I recently came across this Requiem allegedly written for "Mozart".









I'm assuming: THAT Mozart.

How accurate is this claim?

Also, have there been other notable Requiems written _for_ composers?


----------



## hammeredklavier (Feb 18, 2018)

(written for his own funeral)





"Haydn got the impression he was writing the work for his own death, "like the immortal Mozart". In the end even less of this Requiem was finished when Haydn died than of Mozart's Requiem (KV 626): only the first two sections, Requiem aeternam and Kyrie, were complete.

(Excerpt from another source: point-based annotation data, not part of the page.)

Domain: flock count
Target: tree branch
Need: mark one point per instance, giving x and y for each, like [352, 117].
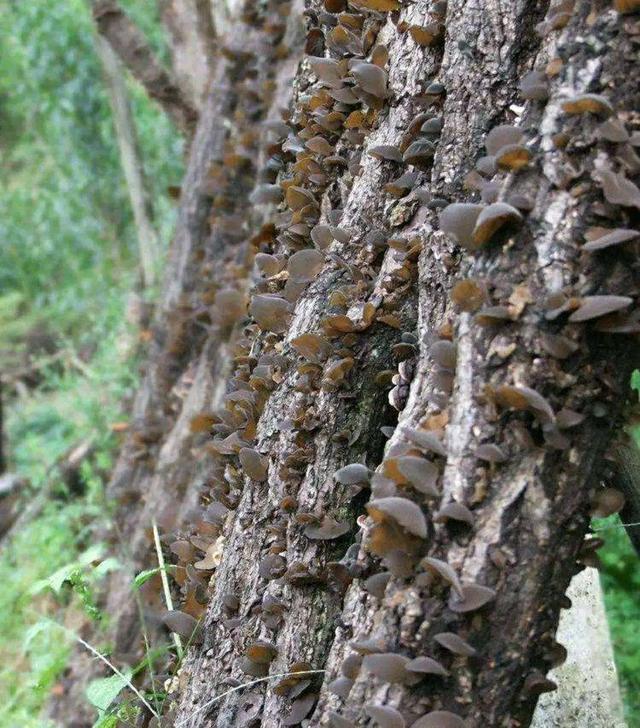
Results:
[130, 44]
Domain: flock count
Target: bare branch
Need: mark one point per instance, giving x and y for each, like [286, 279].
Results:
[130, 44]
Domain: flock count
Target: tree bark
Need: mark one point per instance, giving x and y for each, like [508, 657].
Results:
[193, 44]
[526, 516]
[131, 46]
[131, 162]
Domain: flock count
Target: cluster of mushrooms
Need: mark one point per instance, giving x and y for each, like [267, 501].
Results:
[343, 95]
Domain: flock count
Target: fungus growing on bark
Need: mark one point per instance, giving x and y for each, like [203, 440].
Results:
[385, 716]
[525, 398]
[444, 571]
[456, 512]
[312, 347]
[351, 666]
[377, 584]
[501, 136]
[617, 189]
[444, 354]
[183, 550]
[513, 157]
[402, 511]
[261, 652]
[229, 306]
[352, 474]
[419, 153]
[424, 440]
[625, 7]
[335, 719]
[341, 687]
[536, 683]
[427, 35]
[268, 264]
[618, 236]
[588, 104]
[474, 597]
[254, 669]
[253, 464]
[534, 86]
[272, 567]
[487, 166]
[298, 198]
[468, 294]
[491, 220]
[613, 130]
[455, 644]
[300, 709]
[427, 666]
[432, 126]
[386, 152]
[203, 422]
[326, 530]
[418, 472]
[271, 313]
[459, 220]
[370, 78]
[387, 666]
[606, 502]
[402, 185]
[567, 418]
[491, 453]
[266, 194]
[595, 306]
[328, 71]
[439, 719]
[184, 625]
[559, 346]
[322, 236]
[305, 264]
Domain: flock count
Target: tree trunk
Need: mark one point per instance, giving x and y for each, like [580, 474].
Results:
[131, 162]
[129, 43]
[505, 523]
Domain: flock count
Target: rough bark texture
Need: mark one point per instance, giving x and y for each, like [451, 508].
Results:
[530, 513]
[130, 44]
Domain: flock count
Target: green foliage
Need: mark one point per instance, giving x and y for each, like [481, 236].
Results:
[620, 578]
[102, 692]
[65, 226]
[68, 260]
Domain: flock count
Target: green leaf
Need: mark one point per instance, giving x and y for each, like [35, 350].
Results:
[56, 580]
[107, 721]
[102, 692]
[144, 576]
[93, 553]
[106, 566]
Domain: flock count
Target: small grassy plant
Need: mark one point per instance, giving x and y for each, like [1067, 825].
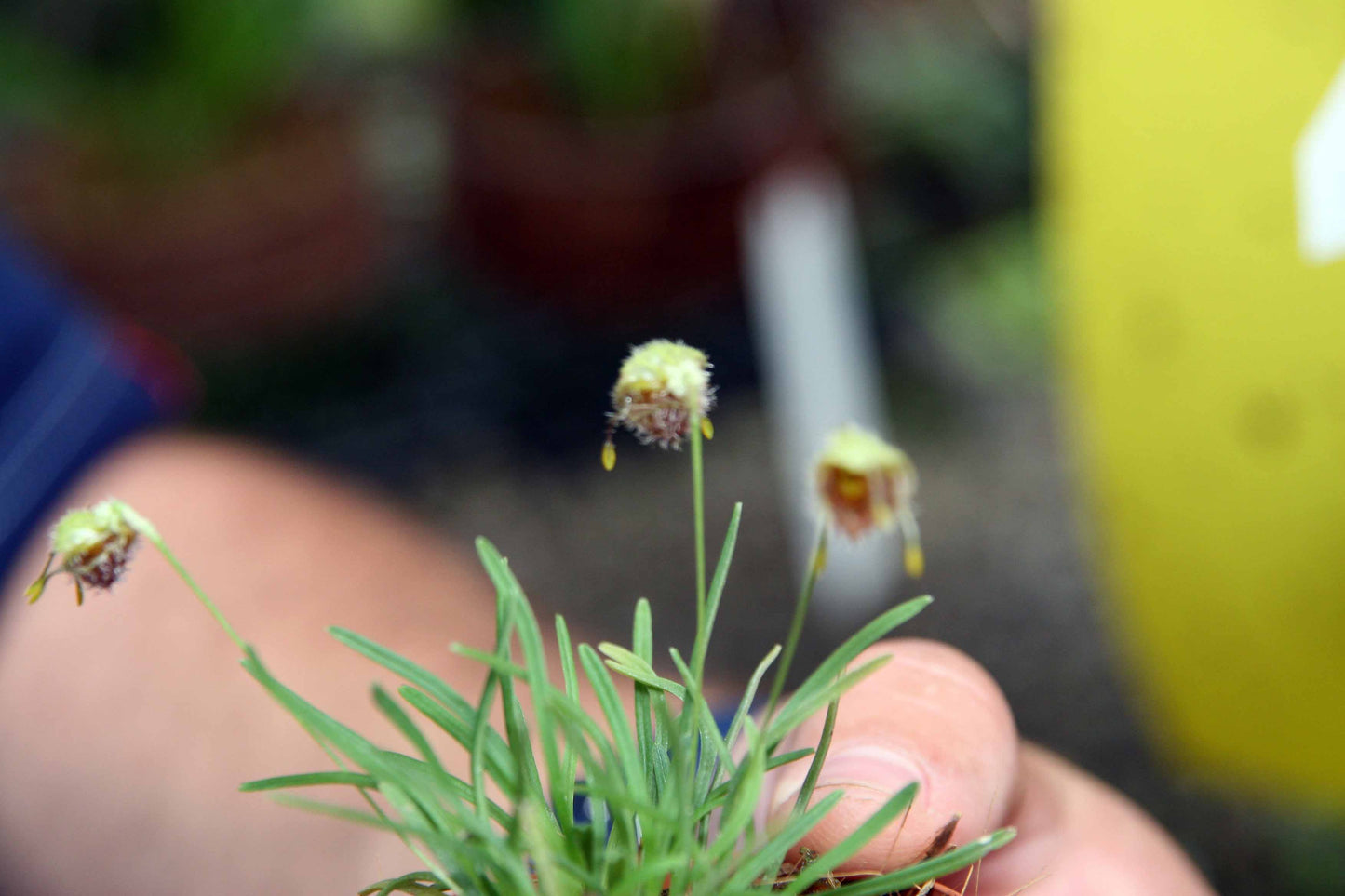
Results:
[561, 802]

And whereas Mozart left some sketches for other sections of his Requiem, nothing of the sort is known in the case of Haydn's Requiem. He died on 10 August 1806 and three days later the torso of his Requiem was performed at his own funeral. At the occasion the missing parts were taken from an earlier Requiem by Haydn, the Schrattenbach-Requiem, dating from 1771. Shortly thereafter Mozart's Requiem was performed at the memorial service for Haydn in the church of Salzburg University." http://www.musica-dei-donum.org/cd_reviews/Carus_83.353.html


----------



## Josquin13 (Nov 7, 2017)

There is an ancient history & tradition of composer's writing works in memoriam for other composers, though not always masses, per se; as well as works to be sung at their own funerals.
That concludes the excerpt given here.